# Text Classification - Qlora Finetune




## $\color{blue}{Sections:}$
* Preamble
* Admin - importing libraries
* Data - Load dataset
* Model - Get Quantized model
* QLoRA - Modify with LoRA
* Train

## $\color{blue}{Preamble:}$

This note book is for finetuning a 7b version of Mistral instruct.
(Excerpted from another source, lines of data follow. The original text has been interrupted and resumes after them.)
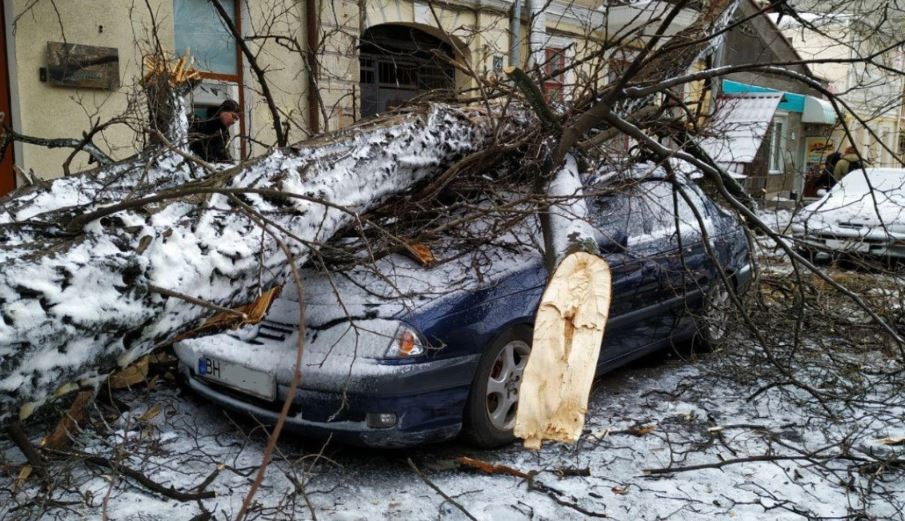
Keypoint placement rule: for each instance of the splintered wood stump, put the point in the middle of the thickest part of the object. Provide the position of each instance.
(568, 330)
(92, 264)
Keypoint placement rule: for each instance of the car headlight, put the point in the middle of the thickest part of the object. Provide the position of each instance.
(406, 343)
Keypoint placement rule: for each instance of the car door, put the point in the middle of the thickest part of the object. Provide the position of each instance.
(677, 249)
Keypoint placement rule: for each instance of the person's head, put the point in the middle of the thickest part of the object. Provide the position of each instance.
(228, 113)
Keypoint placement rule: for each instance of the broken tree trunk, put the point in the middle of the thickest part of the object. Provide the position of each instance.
(569, 326)
(93, 264)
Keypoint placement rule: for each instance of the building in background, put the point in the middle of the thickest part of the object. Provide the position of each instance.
(769, 130)
(873, 93)
(328, 64)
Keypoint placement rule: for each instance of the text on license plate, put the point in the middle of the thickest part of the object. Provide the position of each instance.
(238, 377)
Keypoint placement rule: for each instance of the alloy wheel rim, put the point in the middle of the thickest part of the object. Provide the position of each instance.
(717, 314)
(503, 384)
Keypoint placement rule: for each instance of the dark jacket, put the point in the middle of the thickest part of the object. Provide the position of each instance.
(208, 139)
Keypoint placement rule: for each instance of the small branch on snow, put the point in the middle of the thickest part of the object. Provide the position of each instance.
(140, 478)
(445, 496)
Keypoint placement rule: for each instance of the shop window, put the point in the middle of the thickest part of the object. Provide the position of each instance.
(198, 28)
(554, 71)
(777, 145)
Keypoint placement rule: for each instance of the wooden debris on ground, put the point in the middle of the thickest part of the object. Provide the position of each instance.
(70, 423)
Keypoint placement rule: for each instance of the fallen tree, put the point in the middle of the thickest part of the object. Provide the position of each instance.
(101, 268)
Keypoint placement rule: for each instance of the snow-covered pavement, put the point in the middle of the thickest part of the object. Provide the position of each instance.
(659, 413)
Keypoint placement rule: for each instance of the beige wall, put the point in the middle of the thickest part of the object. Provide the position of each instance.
(48, 111)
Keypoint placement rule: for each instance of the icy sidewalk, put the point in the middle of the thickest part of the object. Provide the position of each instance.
(662, 414)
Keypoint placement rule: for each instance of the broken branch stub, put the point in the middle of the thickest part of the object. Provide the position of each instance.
(568, 330)
(75, 305)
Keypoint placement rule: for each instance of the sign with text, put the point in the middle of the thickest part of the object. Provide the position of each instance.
(84, 66)
(817, 148)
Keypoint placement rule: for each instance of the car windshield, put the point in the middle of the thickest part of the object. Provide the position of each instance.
(890, 182)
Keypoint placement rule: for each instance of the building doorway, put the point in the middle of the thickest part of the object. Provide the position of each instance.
(7, 172)
(398, 63)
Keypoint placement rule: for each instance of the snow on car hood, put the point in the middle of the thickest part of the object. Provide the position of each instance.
(853, 203)
(352, 316)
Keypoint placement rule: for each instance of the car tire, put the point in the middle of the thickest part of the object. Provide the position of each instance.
(490, 411)
(711, 325)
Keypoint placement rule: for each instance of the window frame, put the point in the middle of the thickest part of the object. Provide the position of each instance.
(555, 59)
(237, 79)
(777, 144)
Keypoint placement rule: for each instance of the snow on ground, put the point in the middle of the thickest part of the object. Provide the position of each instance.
(659, 413)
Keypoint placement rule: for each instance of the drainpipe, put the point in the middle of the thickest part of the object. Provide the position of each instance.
(537, 32)
(311, 29)
(515, 30)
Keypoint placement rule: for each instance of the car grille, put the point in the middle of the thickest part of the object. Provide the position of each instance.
(274, 330)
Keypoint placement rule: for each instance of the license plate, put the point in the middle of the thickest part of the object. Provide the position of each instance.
(238, 377)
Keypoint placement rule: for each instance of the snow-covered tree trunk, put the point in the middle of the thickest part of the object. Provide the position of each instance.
(85, 259)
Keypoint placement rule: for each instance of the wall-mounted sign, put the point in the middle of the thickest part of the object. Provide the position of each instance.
(85, 66)
(816, 150)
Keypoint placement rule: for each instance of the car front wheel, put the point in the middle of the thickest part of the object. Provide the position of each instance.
(712, 325)
(490, 413)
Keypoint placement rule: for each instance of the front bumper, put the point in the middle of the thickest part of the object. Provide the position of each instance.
(428, 401)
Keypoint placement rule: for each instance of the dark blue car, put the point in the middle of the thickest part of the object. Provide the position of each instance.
(396, 354)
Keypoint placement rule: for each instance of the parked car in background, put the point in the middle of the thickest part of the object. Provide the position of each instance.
(864, 213)
(397, 354)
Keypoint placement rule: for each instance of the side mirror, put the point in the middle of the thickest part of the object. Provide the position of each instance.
(615, 244)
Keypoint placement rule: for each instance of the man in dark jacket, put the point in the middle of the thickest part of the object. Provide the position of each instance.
(209, 138)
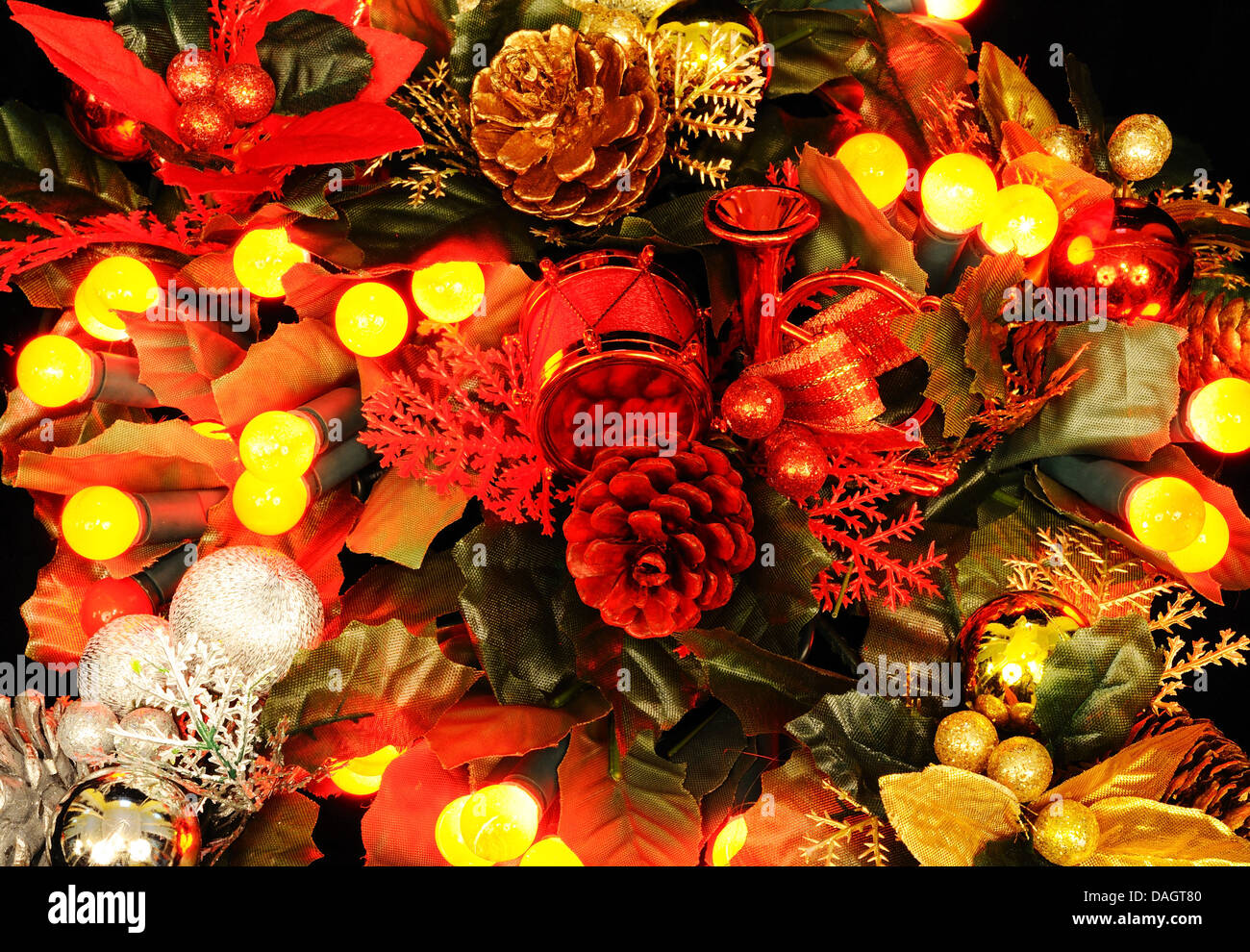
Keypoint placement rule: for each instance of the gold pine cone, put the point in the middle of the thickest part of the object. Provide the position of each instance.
(561, 119)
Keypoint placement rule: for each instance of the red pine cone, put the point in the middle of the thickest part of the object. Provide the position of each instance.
(654, 539)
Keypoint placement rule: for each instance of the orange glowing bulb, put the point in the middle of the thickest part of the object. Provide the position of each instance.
(269, 508)
(1165, 513)
(1219, 414)
(54, 371)
(878, 165)
(100, 522)
(1211, 546)
(262, 259)
(371, 318)
(1021, 219)
(449, 292)
(278, 446)
(957, 191)
(550, 851)
(499, 822)
(446, 836)
(729, 841)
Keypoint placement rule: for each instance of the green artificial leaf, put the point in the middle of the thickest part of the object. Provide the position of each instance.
(279, 835)
(313, 61)
(155, 30)
(1096, 684)
(859, 739)
(45, 165)
(636, 814)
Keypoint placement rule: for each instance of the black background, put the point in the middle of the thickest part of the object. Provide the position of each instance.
(1186, 62)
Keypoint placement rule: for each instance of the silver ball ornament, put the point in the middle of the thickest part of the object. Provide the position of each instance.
(258, 605)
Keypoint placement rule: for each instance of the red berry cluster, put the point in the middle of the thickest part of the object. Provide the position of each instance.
(215, 99)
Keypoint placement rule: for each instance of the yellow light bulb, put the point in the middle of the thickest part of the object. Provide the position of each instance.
(550, 851)
(951, 9)
(54, 371)
(100, 522)
(1165, 513)
(371, 318)
(878, 165)
(1211, 546)
(362, 776)
(1219, 414)
(446, 836)
(499, 822)
(269, 508)
(729, 841)
(278, 446)
(449, 292)
(1021, 219)
(957, 191)
(262, 258)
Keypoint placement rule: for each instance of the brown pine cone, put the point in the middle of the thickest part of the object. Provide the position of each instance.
(559, 119)
(654, 539)
(1219, 340)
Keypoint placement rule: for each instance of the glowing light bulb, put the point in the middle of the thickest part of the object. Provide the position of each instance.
(1021, 219)
(1219, 414)
(878, 166)
(371, 318)
(54, 371)
(269, 508)
(446, 836)
(1209, 549)
(957, 191)
(499, 822)
(100, 522)
(550, 851)
(1165, 513)
(449, 292)
(730, 839)
(362, 776)
(951, 9)
(262, 256)
(278, 446)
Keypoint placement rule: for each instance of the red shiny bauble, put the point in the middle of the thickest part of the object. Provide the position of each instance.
(104, 129)
(111, 598)
(191, 75)
(204, 125)
(1124, 255)
(246, 91)
(798, 468)
(753, 406)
We will focus on the subtask of predicting the correct book, with the assumtion that if we can get very high prediction accuracy on the book, we can use further classifiers for the chapters of each book.

The finetuning will focus on QLoRA, and we will rely on Hugging Faces SFTTrainer to finetune the model.

## $\color{blue}{Admin:}$

In [None]:
from google.colab import drive

In [None]:
drive.mount("/content/drive")
%cd '/content/drive/MyDrive/'

Mounted at /content/drive
/content/drive/MyDrive


In [None]:
%%capture
!pip install dill

In [None]:
import dill
def save_data(docs, filename):
    """Save a list of Langchain Documents to a .dill file."""
    with open(filename, 'wb') as f:
        dill.dump(docs, f)
    print(f"Documents saved to {filename}")

def load_data(filename):
    """Load a list of Langchain Documents from a .dill file."""
    with open(filename, 'rb') as f:
        docs = dill.load(f)
    print(f"Documents loaded from {filename}")
    return docs

## $\color{blue}{Data:}$

In [None]:
%%capture
!pip install datasets

In [None]:
path = "class/datasets/"
trainDataset = load_data(path + "Dataset_train")
devDataset = load_data(path + "Dataset_dev")
testDataset = load_data(path + "Dataset_test")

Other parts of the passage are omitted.